The sound of Billy Hunt's voice was no help; he did not
recognize it any more readily than he had the name. The
accent was at once flat and singsong, with broad vowels and
dulled consonants. A countryman. There was a slight flutter
in the tone, a slight wobble, as if the speaker might be
about to burst into laughter, or into something else. Some
words he slurred, hurrying over them. Maybe he was tipsy?
"Ah, you don't remember me," he said. "Do you?"
"Of course I do," Quirke lied.
"Billy Hunt. You used to say it sounded like rhyming slang.
We were in college together. I was in first year when you
were in your last. I didn't really expect you to remember
me.
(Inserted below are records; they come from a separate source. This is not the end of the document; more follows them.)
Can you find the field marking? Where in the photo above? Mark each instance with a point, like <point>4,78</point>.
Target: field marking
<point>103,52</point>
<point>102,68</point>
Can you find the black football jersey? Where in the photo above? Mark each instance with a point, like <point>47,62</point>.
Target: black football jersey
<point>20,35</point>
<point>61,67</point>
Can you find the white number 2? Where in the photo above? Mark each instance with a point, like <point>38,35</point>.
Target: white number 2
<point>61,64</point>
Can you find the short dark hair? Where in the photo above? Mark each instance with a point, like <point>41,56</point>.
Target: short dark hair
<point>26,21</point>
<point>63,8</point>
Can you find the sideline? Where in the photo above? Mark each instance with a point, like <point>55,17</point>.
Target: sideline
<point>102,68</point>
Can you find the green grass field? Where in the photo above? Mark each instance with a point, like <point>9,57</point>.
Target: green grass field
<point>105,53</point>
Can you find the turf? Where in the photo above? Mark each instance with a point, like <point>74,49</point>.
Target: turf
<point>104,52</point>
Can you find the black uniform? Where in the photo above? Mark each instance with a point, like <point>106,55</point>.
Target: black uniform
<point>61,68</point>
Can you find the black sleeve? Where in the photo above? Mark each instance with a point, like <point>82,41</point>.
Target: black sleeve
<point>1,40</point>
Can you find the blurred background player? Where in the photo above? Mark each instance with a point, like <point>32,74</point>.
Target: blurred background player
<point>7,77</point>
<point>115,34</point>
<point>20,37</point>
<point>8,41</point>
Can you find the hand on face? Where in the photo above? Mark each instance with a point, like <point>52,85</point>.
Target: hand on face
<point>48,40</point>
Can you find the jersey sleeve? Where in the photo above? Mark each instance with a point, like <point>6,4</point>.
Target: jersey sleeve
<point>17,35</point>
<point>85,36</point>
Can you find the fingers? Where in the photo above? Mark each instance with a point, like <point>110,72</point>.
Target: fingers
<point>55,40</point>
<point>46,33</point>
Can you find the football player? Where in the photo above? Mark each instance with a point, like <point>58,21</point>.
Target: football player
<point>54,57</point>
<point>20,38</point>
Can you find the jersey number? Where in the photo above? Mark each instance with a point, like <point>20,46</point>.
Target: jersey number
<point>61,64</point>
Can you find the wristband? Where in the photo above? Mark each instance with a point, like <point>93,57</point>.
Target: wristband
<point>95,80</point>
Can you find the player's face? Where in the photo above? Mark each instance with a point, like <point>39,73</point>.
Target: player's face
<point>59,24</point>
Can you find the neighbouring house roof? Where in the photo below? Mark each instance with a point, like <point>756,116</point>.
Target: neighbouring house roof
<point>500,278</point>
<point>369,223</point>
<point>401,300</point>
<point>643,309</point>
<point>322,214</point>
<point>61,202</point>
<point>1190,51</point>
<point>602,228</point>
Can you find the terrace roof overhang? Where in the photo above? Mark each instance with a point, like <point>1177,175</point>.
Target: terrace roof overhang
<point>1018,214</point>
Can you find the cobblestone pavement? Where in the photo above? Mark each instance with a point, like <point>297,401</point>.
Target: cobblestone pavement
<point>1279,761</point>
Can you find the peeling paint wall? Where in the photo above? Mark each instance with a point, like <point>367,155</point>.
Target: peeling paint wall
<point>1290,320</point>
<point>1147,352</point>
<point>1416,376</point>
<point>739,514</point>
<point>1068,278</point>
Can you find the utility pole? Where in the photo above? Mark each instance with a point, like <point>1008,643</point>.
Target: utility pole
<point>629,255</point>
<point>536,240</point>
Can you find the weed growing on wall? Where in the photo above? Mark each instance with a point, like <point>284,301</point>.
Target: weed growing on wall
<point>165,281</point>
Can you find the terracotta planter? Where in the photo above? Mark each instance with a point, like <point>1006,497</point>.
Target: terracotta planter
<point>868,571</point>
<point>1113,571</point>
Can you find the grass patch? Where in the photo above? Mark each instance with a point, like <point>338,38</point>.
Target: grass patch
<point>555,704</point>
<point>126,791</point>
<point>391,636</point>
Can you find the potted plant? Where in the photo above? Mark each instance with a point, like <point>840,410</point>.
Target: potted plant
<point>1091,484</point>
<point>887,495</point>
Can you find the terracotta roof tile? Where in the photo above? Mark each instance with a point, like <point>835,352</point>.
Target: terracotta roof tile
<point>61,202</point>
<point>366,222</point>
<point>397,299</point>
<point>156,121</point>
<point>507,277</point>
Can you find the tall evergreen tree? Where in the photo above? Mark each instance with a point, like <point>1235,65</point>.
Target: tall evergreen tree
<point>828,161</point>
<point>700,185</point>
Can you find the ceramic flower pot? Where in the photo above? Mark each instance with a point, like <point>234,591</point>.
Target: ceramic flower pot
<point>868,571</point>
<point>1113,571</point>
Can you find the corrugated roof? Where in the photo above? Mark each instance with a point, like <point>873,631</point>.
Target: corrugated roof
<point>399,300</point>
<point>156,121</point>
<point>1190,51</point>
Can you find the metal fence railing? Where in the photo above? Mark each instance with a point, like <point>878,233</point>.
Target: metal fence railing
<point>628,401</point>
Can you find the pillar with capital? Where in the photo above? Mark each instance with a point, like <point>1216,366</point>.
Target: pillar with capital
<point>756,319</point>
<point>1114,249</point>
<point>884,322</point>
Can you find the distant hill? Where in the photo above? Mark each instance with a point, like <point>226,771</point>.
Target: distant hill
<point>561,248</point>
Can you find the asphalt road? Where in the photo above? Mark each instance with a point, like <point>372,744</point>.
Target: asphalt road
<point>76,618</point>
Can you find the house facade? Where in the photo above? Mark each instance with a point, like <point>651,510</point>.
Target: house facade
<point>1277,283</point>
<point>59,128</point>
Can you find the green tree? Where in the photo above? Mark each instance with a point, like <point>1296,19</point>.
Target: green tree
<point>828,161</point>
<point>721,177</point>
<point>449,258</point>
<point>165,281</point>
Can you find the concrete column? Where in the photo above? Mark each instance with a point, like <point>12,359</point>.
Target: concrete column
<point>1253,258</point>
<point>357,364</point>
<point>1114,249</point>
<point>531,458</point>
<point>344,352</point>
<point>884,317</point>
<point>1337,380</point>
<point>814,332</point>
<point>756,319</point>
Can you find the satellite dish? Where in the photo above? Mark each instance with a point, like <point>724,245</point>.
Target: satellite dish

We went with different crowds. I was mad into the
sports--hurling, football, all that--while you were with the
arty lot, with your nose stuck in a book or over at the
Abbey or the Gate every night of the week. I dropped out of
the medicine--didn't have the stomach for it."
Quirke let a beat of silence pass, then asked: "What are
you doing now?"
Billy Hunt gave a heavy, unsteady sigh. "Never mind that,"
he said, sounding more weary than impatient. "It's your job
that's the point here."
At last a face began to assemble itself in Quirke's
laboring memory. Big broad forehead, definitively broken
nose, a thatch of wiry red hair, freckles. Grocer's son
from somewhere down south, Wicklow, Wexford, Waterford, one
of the W counties. Easygoing but prone to scrap when
provoked, hence the smashed septum. Billy Hunt. Yes.
"My job?" Quirke said. "How's that?"
There was another pause.
"It's the wife," Billy Hunt said. Quirke heard a sharply
indrawn breath whistling in those crushed nasal cavities.
"She's after doing away with herself."